Expert Leanne Wilson, speaking on behalf of the UK and Ireland Mushroom Producers, which commissioned the research, said: “The UK and Ireland Mushroom Producers provide enough mushrooms to supply the whole of the UK’s supermarkets, and are available 52 weeks of the year.
“Importing produce such as mushrooms from across the world can spend up to 36 hours in transit just to reach our plates. These international mushrooms are notably less fresh, lower in quality and travel significantly more miles than their locally produced counterparts.
Wilson adds: “Buying British and Irish means supporting local communities, farmers and aids employment opportunities. What’s more, buying local is extremely beneficial for the environment, while simultaneously delivering fresher, more nutritious produce as a result.”
The sustainability of food
When considering how sustainable our food choices are, many Brits think of where it’s been produced, the packaging and the miles its travelled to get to our plates. Although it has emerged that only one in 10 frequently think about how sustainable their food is.

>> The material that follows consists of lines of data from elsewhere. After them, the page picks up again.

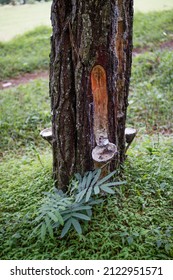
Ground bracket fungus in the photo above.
[40,128,53,145]
[91,65,117,165]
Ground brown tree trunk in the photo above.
[50,0,133,188]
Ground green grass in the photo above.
[0,1,51,41]
[133,10,173,47]
[0,136,173,259]
[134,0,173,13]
[0,26,50,80]
[0,7,173,260]
[128,50,173,132]
[0,77,51,154]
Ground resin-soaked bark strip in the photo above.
[91,65,108,146]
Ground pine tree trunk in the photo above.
[50,0,133,188]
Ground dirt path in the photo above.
[0,40,173,90]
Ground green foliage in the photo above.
[0,80,51,154]
[0,7,173,260]
[128,50,173,133]
[133,10,173,48]
[32,169,125,242]
[0,26,50,80]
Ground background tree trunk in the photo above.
[50,0,133,188]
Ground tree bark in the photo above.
[50,0,133,189]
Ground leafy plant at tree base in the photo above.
[32,169,125,241]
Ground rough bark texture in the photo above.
[50,0,133,188]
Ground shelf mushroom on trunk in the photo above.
[91,65,117,171]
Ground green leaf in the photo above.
[71,205,92,212]
[86,209,92,217]
[90,169,101,188]
[100,186,115,194]
[71,218,82,234]
[47,212,59,223]
[88,199,104,205]
[97,170,117,186]
[74,173,82,182]
[85,187,93,202]
[61,218,72,237]
[94,185,100,195]
[40,223,46,242]
[62,213,72,222]
[54,211,64,226]
[102,181,127,187]
[72,213,91,221]
[86,171,93,189]
[45,216,54,239]
[76,189,87,202]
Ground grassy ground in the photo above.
[0,26,50,80]
[0,1,51,41]
[134,0,173,13]
[0,8,173,260]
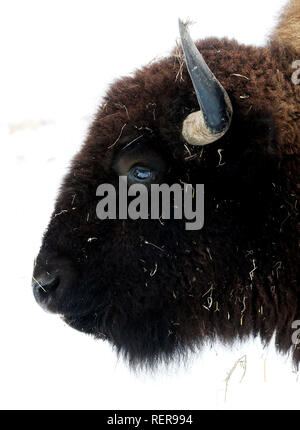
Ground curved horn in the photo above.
[179,20,232,145]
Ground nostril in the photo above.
[32,274,59,295]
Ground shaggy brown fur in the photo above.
[34,1,300,370]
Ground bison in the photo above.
[32,0,300,366]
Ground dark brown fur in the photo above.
[35,2,300,364]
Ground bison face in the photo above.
[33,23,294,363]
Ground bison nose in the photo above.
[32,273,59,305]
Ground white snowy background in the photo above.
[0,0,300,409]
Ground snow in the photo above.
[0,0,299,409]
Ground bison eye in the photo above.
[128,165,156,182]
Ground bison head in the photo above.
[33,17,299,364]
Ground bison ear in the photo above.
[179,20,232,145]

But taste, healthy credentials and convenience were the most important factors when it came to breakfasts, with sustainability ranking last.

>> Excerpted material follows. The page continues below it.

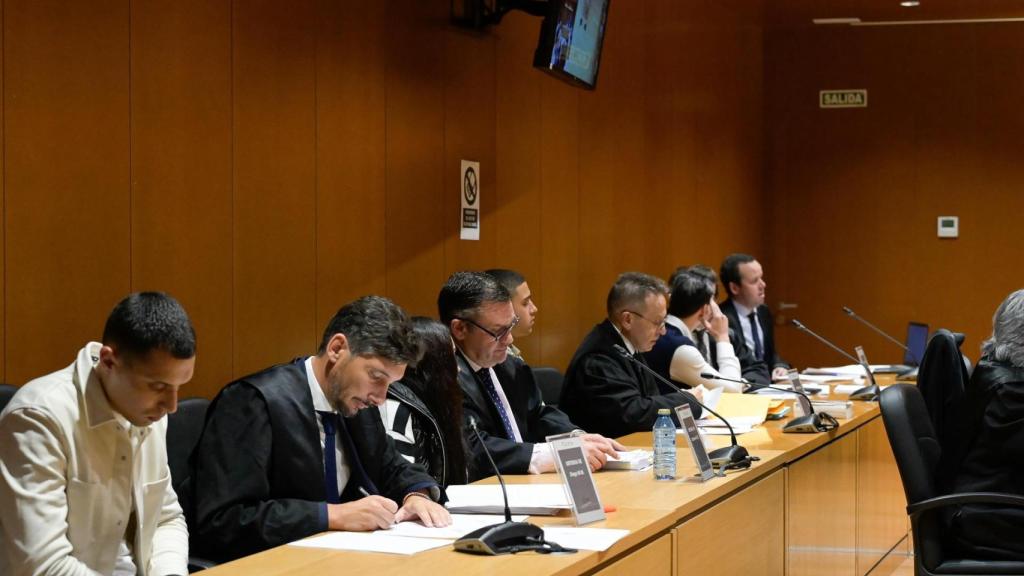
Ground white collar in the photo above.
[611,322,637,354]
[305,356,337,412]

Respondents also believed porridge, cereal and fruit salads to be the most sustainable breakfast options – with adults eating the same meal five times per week on average.
Despite this, half of those polled admitted they should be more considerate of how sustainable their breakfast is, but don’t know enough about it.
Growing their own produce
More than half of adults have tried to grow their own produce to reduce their food mileage, though nearly a quarter rarely or never consider buying local produce to reduce the travel involved to their plate.
Vegetables, eggs and fruit were the items adults were most likely to make an effort to buy from sustainable sources – with coffee, clothes and soap also ranking highly.
Yet 67 per cent will turn a blind eye to where certain goods are created or sourced from.
And it was estimated 37 per cent of what respondents buy is sustainable.
A spokesperson from the UK and Ireland Mushroom Producers, added: “It’s clear there’s more to be done in changing the mindset of consumers when it comes to reducing food miles when purchasing produce.
“The battle between convenience and the benefits of buying local produce is ongoing, but vital that sourcing locally wins in order to protect the environment.
“As well as this, the taste of fresher, local produce such as mushrooms does vary hugely as well as helping support farmers within the UK and Ireland.”